2. La postmodernité. Le passé ne rallie guère, et l’avenir n’est plus aussi prometteur en raison des profondes incertitudes qu’il suscite. La postmodernité, étant dans ce contexte l’éclatement des références temporelles et locales, transforme les marchés, les consommateurs et les modes de pensée et d’action, et elle brouille toutes les habitudes de conception et de commercialisation. Les règles anciennes sont chamboulées. Résultat ? Le travail devient créatif, la raison fait aussi appel aux sens, et le progrès change de visage. Enfin, l’individu, autrefois défini par un rôle unique — employé ou dirigeant, par exemple —, devient aujourd’hui pluriel : client, collaborateur, actionnaire, partenaire. Autant de changements qui forcent les entreprises à se repenser face à un avenir de plus en plus proche.

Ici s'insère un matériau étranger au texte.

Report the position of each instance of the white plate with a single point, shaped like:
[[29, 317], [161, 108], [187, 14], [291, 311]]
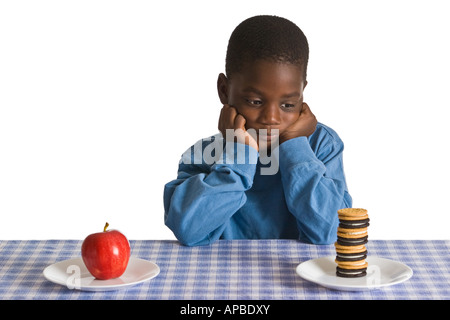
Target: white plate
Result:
[[380, 273], [73, 274]]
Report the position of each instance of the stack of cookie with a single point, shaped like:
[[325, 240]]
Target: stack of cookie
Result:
[[352, 235]]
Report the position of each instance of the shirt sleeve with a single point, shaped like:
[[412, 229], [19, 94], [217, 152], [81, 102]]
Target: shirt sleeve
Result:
[[314, 185], [199, 203]]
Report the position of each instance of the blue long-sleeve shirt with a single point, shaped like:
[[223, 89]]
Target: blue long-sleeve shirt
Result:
[[227, 197]]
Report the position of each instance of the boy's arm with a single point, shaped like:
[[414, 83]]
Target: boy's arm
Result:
[[200, 202], [314, 185]]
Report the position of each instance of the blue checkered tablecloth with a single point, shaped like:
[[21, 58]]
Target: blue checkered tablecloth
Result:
[[237, 269]]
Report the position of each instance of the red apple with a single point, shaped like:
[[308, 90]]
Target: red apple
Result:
[[106, 254]]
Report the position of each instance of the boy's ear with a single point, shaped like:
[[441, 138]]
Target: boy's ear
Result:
[[222, 88]]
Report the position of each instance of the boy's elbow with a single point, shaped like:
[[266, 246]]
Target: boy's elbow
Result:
[[184, 236]]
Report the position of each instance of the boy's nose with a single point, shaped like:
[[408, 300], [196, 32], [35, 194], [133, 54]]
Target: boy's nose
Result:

3. Un monde polycentrique. L’Occident n’occupe plus le centre du monde. En fait, il n’y a plus de centre — ou, plutôt, il y en a plusieurs. Ainsi, les auteurs parlent de huit centres, qui coexisteraient, chacun avec ses systèmes de solidarité, sociologiques, écologiques, économiques, philosophiques et religieux : les États-Unis, l’Amérique latine, l’Europe, la Russie (étendue), l’Inde, l’Asie chinoise (comprenant le Japon), l’Afrique/Moyen-Orient et, enfin, « l’ensemble perse ».

Par ailleurs, les pauvres et la classe moyenne constituent de multiples marchés de masse, parfois imprévisibles et très exigeants, avec lesquels il faut dorénavant compter. En conséquence, les entreprises strictement axées sur les résultats et sur les services doivent délaisser les organigrammes qu’elles reproduisent à l’identique dans tous les pays où elles s’implantent, pour laisser libre cours à l’agilité organisationnelle et managériale.

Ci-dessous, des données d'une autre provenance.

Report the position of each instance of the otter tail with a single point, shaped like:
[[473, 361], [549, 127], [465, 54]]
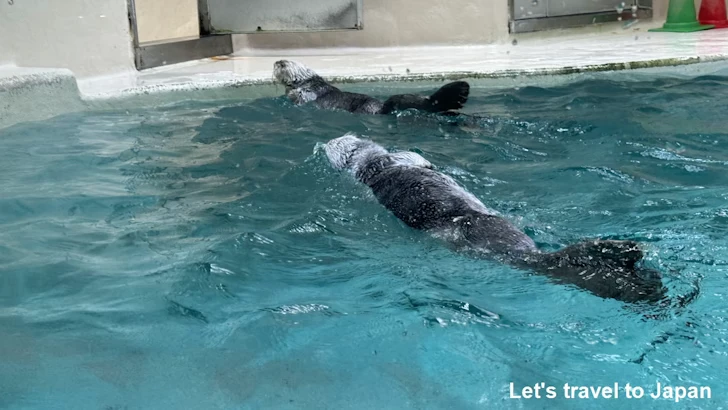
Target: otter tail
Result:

4. La quête d’éthique. Entre droit et devoir, l’éthique est devenue une nécessité. Pour être en accord avec le monde, les entreprises doivent se comporter selon de nouvelles règles — dont la plupart restent à inventer — pour concilier réalisme économique, stratégie de développement et responsabilités. L’éthique uniquement encadrée par la loi ne suffit pas à faire des entreprises de véritables parties prenantes de la société, parce que celle-ci ne se satisfait plus de l’ancienne règle du « ne pas nuire » ; aujourd’hui, il faut « construire ». Les entreprises doivent donc se tourner vers une éthique qui repose sur des valeurs partagées et plus universelles. Exit l’éternel dilemme du dirigeant tiraillé entre l’éthique et les intérêts de l’entreprise, une contradiction inconfortable ne pouvant qu’être néfaste à long terme. De plus en plus, il faut affirmer que, dorénavant, la solidarité passe par de nouveaux partages des valeurs et du sens, des richesses comme des risques.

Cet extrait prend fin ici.